The Institute of Sport brings together all the University sporting activities, including degree courses, multi-million facilities, research, staff expertise and participation in sport for students, staff and the community.
Heptathlete Denise visited the University on Monday (27 October 2014) to launch the Institute, which aims to inspire the next generation of sports professionals, and also to rename two buildings on the Walsall Campus.
The home of the Institute of Sport has become the William Penny Brookes building, honouring the man who created and delivered the first Olympian Games in 1850 in Much Wenlock. Another building has been named after the writer Jerome K Jerome, who was born in Walsall and is best known for his travelogue Three Men in a Boat.
Denise, who was awarded an Honorary Degree of Doctor of Letters by the University in September, said: “I am delighted and proud to be here to celebrate the grand opening of the Institute of Sport. Having competed at the highest level in sport for many years, I know the importance of creating an environment where talent can thrive and excel. In these state-of-the-art facilities, University of Wolverhampton students can do just that.
“The students who choose to pursue a life in sport have the chance to thrive and enhance their own personal learning experience. This is a significant step forward for the University, which has always had sport at its heart. That passion extends not only to its students and alumni, but also to the community.”
Vice-Chancellor, Professor Geoff Layer, said: “The launch of the Institute of Sport is a momentous occasion for the University and the communities we work within. Universities are anchors in the areas in which they preside, and by bringing together all of our sporting provision we aim to enhance participation and excellence in sport for our students, staff and communities.”
The University has invested in facilities at its Walsall Campus to ensure it offers some of the leading sporting facilities in the country. These include a 12-court sports hall, floodlit synthetic athletics track and football pitch, plus a 20m x 10m swimming pool, tennis courts, and extensive sports fields.
In addition there are a well-equipped set of physiology, biomechanics and social science labs, which are used for teaching and for sport, exercise, and health related research. The facilities include a scanner which tests bone health and is used to provide advice about body composition and potential injury risks to professional footballers and elite athletes.
The Campus is also home to the £1 million British Judo Centre of Excellence, which Denise Lewis opened in November last year.
As well as ensuring students have access to state-of-the-art equipment and can learn in a high quality environment, the University has an important role in the community and the facilities serve the local region.
Director of the Institute of Sport, Kay Biscomb, added: “The launch event for the Institute of Sport was an historic moment for the University of Wolverhampton, bringing together all of our sporting provision to provide a strategic lead for sport within the University.”
Denise, who is from Wolverhampton, won gold at the 2000 Sydney Olympics and is now a highly respected commentator for BBC Sport.
Denise received an Honorary Degree of Doctor of Letters from the University in September, recognising her sporting success and charity work.
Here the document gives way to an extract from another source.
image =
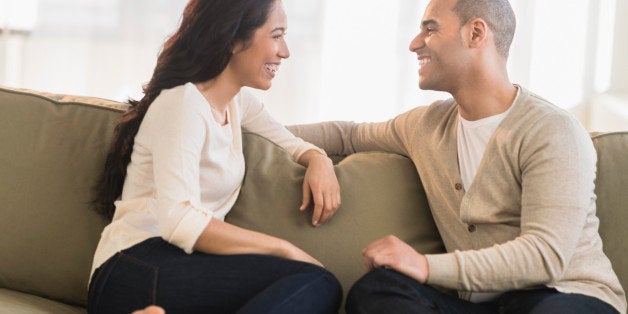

She established the British record of 6831, was inducted into the UK Athletics Hall of Fame in 2011 and in July 2012, carried the Olympic Flame on its Torch Relay across the UK.
Since her retirement in 2005, Denise has continued to be actively involved in athletics, writing for the Telegraph and becoming a highly respected commentator for BBC Sport, working on the London 2012 Olympics and most recently the 2014 Commonwealth Games in Glasgow.